Read it with one caveat: the average (+11.8%) runs well ahead of the median (+3.1%), so a handful of outsized years — not steady strength — do much of the lifting. That reliability comes with real swings, mind — even July ranges by 17.7% from year to year, so any single year can land far from the average. Better still, that strength is the fund's own and not just a buoyant market — July has outpaced the S&P 500 by +9.7 points on average. Few peers keep such company in July — the typical stock clears it just 61% of the time.
It doesn't stand entirely alone — June, November, and December have leaned firm as well, if less emphatically. At the other end of the calendar, February has been the soft spot — the weakest of 4 months that average a loss (−7.9%), and the edge isn't year-round — the fund has trailed the S&P 500 in February, March, and December. Its roughest month on record was a −55.5% March in 2020 — a reminder of how hard even a seasonal name can fall.

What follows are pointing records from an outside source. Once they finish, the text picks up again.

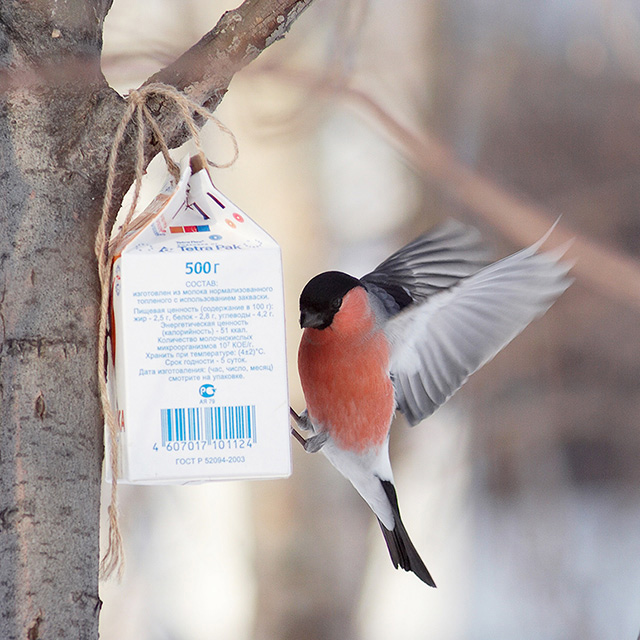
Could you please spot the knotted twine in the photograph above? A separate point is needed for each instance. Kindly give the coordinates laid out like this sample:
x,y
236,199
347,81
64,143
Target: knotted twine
x,y
105,250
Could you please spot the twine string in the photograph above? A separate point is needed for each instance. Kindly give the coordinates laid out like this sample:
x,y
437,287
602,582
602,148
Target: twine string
x,y
137,110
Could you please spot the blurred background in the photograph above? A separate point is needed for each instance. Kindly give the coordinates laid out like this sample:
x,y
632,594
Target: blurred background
x,y
371,122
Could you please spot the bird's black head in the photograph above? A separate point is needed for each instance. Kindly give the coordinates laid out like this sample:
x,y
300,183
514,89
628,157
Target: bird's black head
x,y
322,296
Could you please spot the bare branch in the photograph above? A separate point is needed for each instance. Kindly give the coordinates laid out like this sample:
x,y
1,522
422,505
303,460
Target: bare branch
x,y
609,272
205,71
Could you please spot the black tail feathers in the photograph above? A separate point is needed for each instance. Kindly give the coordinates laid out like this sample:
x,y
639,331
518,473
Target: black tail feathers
x,y
403,553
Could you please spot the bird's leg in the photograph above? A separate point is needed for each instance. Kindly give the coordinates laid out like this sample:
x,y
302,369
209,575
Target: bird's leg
x,y
312,444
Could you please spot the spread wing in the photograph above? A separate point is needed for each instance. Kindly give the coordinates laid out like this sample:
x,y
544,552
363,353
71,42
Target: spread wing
x,y
437,344
431,263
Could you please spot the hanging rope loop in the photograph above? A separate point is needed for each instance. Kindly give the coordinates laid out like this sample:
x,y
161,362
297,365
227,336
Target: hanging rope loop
x,y
138,111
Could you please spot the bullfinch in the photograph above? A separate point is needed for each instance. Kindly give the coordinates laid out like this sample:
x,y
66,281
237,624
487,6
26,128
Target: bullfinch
x,y
405,337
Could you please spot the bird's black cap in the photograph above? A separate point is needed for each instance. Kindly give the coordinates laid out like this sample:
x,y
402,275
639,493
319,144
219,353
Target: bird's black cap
x,y
322,296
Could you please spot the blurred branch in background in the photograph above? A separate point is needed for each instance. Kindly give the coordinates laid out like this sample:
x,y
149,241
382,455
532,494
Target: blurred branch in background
x,y
608,271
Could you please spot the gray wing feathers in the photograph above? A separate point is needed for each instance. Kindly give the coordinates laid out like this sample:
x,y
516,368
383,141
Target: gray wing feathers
x,y
437,344
432,262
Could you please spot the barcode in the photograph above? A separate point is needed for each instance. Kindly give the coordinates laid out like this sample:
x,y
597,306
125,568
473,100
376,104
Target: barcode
x,y
208,424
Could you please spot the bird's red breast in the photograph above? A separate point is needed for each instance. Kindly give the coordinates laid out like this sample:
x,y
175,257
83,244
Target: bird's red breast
x,y
344,371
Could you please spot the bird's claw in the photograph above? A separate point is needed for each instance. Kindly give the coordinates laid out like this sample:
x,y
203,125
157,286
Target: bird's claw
x,y
315,443
312,444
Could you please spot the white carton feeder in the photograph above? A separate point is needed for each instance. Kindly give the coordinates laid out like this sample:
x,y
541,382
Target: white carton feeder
x,y
198,335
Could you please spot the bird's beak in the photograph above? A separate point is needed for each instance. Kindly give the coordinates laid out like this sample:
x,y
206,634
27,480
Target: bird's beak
x,y
312,320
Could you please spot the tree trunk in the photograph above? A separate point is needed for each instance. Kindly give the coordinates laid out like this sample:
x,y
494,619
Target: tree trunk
x,y
57,120
51,436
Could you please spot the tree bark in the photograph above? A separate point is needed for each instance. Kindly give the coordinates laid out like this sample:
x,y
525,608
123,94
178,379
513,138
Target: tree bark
x,y
57,120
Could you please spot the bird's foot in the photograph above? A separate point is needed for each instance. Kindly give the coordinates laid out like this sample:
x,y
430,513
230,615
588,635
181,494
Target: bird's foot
x,y
315,443
302,421
312,444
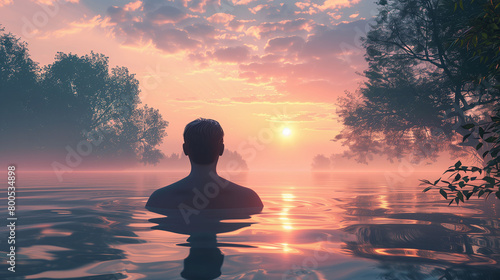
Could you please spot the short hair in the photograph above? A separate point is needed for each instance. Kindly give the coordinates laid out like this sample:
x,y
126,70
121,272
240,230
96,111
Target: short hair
x,y
203,137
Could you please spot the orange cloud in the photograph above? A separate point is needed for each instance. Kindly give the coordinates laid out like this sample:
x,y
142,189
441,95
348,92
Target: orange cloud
x,y
220,18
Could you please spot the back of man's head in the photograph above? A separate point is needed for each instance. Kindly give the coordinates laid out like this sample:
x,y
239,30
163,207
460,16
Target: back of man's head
x,y
204,140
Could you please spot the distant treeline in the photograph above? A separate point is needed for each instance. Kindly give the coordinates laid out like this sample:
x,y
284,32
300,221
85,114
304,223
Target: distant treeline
x,y
76,111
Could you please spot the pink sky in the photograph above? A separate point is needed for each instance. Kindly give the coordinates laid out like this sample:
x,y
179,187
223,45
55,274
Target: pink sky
x,y
256,66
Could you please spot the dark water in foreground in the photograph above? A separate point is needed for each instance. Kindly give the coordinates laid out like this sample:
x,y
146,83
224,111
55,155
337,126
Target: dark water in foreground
x,y
314,226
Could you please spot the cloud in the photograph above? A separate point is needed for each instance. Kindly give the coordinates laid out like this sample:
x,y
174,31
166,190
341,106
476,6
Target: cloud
x,y
232,54
173,40
6,2
291,44
293,47
269,29
133,6
166,14
336,4
220,18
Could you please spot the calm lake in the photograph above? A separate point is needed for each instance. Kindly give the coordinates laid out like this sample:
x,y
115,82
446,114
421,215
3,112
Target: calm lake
x,y
313,226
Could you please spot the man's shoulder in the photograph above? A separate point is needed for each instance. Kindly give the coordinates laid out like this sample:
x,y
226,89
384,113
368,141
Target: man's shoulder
x,y
249,195
162,196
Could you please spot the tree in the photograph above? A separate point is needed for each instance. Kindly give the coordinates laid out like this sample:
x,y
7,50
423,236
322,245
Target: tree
x,y
419,90
482,41
46,109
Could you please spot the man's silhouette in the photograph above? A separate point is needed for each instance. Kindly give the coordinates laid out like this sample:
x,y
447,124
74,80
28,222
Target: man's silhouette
x,y
203,188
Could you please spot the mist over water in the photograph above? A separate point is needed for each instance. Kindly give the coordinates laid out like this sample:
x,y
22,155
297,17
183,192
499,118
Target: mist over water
x,y
313,226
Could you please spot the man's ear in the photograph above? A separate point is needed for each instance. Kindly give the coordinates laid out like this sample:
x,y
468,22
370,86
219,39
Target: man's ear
x,y
221,150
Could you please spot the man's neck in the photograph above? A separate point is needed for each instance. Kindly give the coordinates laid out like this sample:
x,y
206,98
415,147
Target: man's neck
x,y
201,171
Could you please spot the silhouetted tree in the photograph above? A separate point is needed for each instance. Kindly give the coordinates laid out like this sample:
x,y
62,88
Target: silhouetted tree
x,y
482,40
419,88
74,97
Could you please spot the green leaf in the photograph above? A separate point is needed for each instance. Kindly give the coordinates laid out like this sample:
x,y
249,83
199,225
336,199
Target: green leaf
x,y
443,193
468,126
425,182
491,139
481,192
466,136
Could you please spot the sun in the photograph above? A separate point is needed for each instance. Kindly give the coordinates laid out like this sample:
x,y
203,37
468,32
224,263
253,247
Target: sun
x,y
286,132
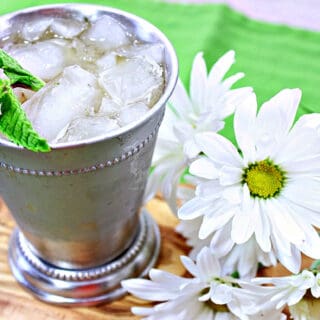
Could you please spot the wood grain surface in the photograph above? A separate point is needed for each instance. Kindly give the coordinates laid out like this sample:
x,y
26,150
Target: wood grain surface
x,y
17,304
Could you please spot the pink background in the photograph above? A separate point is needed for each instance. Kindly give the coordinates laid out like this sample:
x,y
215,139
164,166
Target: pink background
x,y
297,13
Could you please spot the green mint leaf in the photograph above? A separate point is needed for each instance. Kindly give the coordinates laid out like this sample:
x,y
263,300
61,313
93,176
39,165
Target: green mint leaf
x,y
18,75
14,123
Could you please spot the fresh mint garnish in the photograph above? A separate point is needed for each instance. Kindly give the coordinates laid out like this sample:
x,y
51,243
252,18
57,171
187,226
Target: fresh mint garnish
x,y
14,123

July has now closed higher 7 years running. Reassuringly, the tendency has held its shape: the recent five years still track the years behind them.
For a fund this dependable in July, the sharper question is the rest of the year — outside its strong stretch, the calendar gives far less to lean on. With a short 8-year record and returns that swing hard year to year, the signal is best held loosely.
Short answers on the fund's best month (July), its worst (February), and whether it really trades seasonally.
Yes, to a pronounced degree. Since 2018 its best month (July, +11.8%) has run well ahead of its worst (February, −7.9%) — the heatmap above shows how steady that gap has been year to year.
July has been the strongest, averaging +11.8% and closing higher in all 7 years on record since 2018.
It's the weakest, averaging −7.9% — historically a soft spot, though it still varies from year to year.
Explore
These names have the strongest July track records on record — a starting point for comparison.